[exslt] Extension candidates
Dimitre Novatchev
dnovatchev at gmail.com
Fri Dec 12 09:27:35 MST 2008
On Fri, Dec 12, 2008 at 2:48 AM, John Snelson <john.snelson at oracle.com> wrote:
> Dimitre Novatchev wrote:
>> A big difficulty is
>>> the
>>> interaction with garbage collection. There are two conflicting
>>> requirements
>>> - the reference should be a string, so you can store it in a document;
>>> but
>>> the node should continue to exist so long as the reference exists.
>>> Basically
>>> these two requirements come from different use cases, and I think they
>>> might
>>> need different facilities.
>>
>> These two requirements are not conflicting. I imagine an
>> implementation where references are stored in a hash table, where the
>> string is the key and the actual reference is the value.
>
> The problem is, when can the implementation garbage collect the documents
> stored in the hash values? It would need to prove that no one was going to
> be trying to dereference a particular key - but since the keys are just
> strings (can be copied, concatenated, embedded in XML and extracted etc.)

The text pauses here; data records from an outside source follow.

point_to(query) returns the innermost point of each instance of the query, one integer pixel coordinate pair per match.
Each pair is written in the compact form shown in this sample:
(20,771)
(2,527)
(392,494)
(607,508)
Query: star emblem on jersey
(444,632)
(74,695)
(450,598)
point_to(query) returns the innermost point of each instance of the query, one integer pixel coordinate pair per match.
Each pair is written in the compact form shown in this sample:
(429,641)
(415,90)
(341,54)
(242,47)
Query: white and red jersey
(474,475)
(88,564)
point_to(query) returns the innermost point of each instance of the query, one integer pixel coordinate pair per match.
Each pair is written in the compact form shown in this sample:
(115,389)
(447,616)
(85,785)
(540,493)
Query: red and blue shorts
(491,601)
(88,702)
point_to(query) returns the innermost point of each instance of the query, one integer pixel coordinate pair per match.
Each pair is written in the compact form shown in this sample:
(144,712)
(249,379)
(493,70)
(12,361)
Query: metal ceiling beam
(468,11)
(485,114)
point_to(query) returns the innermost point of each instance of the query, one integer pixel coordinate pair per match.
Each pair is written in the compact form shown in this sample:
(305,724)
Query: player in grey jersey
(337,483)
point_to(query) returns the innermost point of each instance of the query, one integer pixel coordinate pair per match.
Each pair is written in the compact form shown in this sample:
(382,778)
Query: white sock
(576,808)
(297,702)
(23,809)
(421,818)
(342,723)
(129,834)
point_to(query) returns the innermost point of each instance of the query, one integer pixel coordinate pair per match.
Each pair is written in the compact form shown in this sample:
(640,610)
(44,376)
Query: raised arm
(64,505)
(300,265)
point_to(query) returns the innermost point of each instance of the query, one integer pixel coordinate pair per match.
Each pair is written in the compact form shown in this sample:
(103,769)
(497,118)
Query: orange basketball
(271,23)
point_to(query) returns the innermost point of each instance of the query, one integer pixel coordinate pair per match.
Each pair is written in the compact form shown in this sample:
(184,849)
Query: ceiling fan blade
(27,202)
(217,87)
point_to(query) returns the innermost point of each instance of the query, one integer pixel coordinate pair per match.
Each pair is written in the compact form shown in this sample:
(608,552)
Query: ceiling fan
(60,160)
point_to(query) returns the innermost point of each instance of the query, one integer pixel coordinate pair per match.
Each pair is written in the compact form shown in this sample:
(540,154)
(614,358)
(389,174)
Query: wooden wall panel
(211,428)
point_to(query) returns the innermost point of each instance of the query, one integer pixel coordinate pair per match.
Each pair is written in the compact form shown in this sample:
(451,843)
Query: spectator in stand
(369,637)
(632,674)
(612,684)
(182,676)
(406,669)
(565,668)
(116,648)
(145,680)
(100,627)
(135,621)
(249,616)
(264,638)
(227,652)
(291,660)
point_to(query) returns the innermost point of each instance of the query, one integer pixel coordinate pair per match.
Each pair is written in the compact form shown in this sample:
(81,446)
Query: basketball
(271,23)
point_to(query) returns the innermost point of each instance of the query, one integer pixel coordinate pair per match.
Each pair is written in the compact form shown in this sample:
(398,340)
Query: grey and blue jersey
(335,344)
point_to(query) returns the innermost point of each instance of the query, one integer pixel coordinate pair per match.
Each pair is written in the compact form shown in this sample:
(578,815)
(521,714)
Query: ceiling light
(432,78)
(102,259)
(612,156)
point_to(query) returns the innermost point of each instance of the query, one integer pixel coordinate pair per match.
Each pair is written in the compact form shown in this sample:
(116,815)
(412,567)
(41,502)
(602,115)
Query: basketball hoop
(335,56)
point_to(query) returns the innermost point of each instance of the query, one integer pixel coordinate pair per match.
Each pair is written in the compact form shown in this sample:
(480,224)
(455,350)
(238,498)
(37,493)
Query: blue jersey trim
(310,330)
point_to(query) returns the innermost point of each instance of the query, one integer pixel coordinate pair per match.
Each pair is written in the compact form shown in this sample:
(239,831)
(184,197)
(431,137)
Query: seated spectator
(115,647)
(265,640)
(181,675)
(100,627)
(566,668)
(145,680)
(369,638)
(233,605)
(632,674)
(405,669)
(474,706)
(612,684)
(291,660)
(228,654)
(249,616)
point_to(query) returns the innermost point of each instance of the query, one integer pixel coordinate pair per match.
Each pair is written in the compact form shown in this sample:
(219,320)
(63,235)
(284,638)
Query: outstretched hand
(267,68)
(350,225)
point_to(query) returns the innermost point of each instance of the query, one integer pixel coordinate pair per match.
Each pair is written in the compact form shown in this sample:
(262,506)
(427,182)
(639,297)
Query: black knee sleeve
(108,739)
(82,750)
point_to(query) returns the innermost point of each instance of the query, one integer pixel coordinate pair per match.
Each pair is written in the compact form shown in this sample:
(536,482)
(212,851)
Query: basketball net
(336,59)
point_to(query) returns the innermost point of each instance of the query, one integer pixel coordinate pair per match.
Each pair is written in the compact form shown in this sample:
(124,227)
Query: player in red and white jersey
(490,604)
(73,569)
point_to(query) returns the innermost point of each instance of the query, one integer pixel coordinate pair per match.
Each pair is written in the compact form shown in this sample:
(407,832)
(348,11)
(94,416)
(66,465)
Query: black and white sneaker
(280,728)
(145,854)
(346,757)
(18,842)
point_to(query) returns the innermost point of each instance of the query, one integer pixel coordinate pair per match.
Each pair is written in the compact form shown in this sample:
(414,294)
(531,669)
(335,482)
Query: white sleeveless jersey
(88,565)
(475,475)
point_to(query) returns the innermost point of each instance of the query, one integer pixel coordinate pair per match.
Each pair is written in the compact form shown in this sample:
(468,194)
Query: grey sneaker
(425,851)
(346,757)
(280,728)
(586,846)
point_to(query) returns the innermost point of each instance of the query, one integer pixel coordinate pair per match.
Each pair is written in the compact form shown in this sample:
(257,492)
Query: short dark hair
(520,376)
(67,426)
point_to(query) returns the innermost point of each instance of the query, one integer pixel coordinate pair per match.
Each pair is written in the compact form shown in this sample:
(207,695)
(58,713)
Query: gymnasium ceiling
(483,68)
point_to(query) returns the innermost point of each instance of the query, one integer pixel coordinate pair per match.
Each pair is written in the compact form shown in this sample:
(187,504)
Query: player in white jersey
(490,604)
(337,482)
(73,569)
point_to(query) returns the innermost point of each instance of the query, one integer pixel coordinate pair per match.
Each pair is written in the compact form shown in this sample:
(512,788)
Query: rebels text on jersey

> it's impossible to prove this. Therefore this approach basically represents
> a big memory leak.
This presents a problem only if we regard a "reference" as a memory
address. In fact a reference can be anything that uniquely identifies
the node/sequence. It may be an URI + id/XPath-expression, or a disk
address, or ...
As we are working with a functional language, all the objects that are
being referenced do not change during their lifetime. Therefore, it is
not necessary to keep them in memory all the time. Rarely used objects
can be conveniently discarded and reconstituted on-demand.
Therefore, having a reference forever does not mean having the
referenced object alive forever -- no major problem here.